Replay du samedi 17 octobre 2020

Véhicule de plus de 1800 kgs = Malus

- Mis à jour le

Laurent Meillaud nous parle de fiscalité ce matin, avec la fameuse taxe au poids qui fait son retour.

Land Rover
Land Rover

Il fallait s’y attendre, depuis le temps que l’on parle de ce fameux malus indexé sur le poids du véhicule. Et la polémique sur les SUV n’a rien arrangé. Le gouvernement prévoit donc un amendement au projet de loi de finances qui va instaurer une taxation pour les véhicules de plus de 1 800 kg. Le seuil a été révisé, puisque la proposition initiale de la convention citoyenne fixait la limite à 1 400 kg. Au-delà d’une tonne 8, il faudra donc payer 10 € par kg supplémentaire, avec un plafond fixé à 10 000 euros. "Le malus au poids que nous instaurons est un signal fort et nécessaire pour mieux prendre en compte l'empreinte écologique des véhicules les plus lourds" déclare Barbara Pompili, la ministre de l’écologie. Ses services font remarquer que depuis 2010, le poids moyen des voitures diesel a augmenté de 7 %, et celui des essence de 14 %, soit environ 100 kg par véhicule. La mesure fait bondir l’association 40 millions d’automobilistes qui dénonce « une mesure idéologique, qui fait le jeu des mouvements écologistes extrémistes, et l'instauration d'une double peine pour les automobilistes, qui doivent déjà s'acquitter d'un malus sur les émissions de CO2 lors de l'achat d'un véhicule neuf ». Fin de citation.

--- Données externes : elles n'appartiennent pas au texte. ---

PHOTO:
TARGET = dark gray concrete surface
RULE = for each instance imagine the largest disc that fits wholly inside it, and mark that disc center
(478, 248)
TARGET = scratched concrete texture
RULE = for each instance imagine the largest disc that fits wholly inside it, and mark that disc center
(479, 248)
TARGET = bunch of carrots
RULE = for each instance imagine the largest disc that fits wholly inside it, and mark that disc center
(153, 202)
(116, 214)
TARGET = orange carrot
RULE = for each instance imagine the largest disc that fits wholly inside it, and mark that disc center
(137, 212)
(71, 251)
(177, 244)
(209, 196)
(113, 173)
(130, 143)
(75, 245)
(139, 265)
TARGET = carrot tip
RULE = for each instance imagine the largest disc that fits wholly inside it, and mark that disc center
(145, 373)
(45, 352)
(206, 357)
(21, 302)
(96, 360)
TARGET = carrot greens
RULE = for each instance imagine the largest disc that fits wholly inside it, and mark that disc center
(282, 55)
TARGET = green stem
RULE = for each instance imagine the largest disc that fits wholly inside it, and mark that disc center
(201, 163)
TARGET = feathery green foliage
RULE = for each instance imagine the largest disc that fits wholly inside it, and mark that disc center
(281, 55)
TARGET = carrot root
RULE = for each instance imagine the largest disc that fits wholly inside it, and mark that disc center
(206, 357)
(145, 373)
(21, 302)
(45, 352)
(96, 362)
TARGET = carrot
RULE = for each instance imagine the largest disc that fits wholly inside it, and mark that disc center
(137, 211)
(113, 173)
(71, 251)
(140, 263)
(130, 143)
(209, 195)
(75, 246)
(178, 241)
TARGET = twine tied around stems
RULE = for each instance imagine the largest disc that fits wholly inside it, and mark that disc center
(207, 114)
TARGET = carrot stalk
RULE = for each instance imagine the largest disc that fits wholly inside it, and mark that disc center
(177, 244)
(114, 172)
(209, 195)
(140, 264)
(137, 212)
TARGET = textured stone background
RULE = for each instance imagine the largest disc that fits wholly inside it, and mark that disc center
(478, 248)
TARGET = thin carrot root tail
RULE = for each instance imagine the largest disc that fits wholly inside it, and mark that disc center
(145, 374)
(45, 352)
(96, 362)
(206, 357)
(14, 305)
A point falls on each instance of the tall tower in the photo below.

Et pour sa part, l’industrie automobile est vent debout contre ce malus au poids

Dans une tribune publiée par Les Echos, les différentes fédérations reprochent au gouvernement de créer de nouveaux impôts pesant sur un produit du quotidien déjà surtaxé, alors que le principal enjeu est de réussir à proposer des véhicules plus propres à un coût abordable et accessible à tous. Et les pouvoirs publics en prennent pour leur grade. Depuis plus d’une décennie, l’environnement réglementaire et fiscal qui structure le marché connaît une révolution permanente, à telle enseigne que son équilibre général est devenu illisible et profondément anxiogène, peut-on lire. Le système de bonus / malus et prime à la conversion a fait l’objet d’adaptations incessantes, souvent précipitées. L’industrie automobile dénonce « la très forte augmentation du malus sur le CO2, bien au-delà des exigences de la trajectoire européenne, ainsi que « la baisse des bonus pour les véhicules électriques et hydrides, et l’exclusion du diesel du dispositif de la prime à la conversion ». Elle rappelle par ailleurs que le malus poids est en contradiction avec le cadre européen. Bref, la France devrait cesser de sur-réglementer de manière isolée.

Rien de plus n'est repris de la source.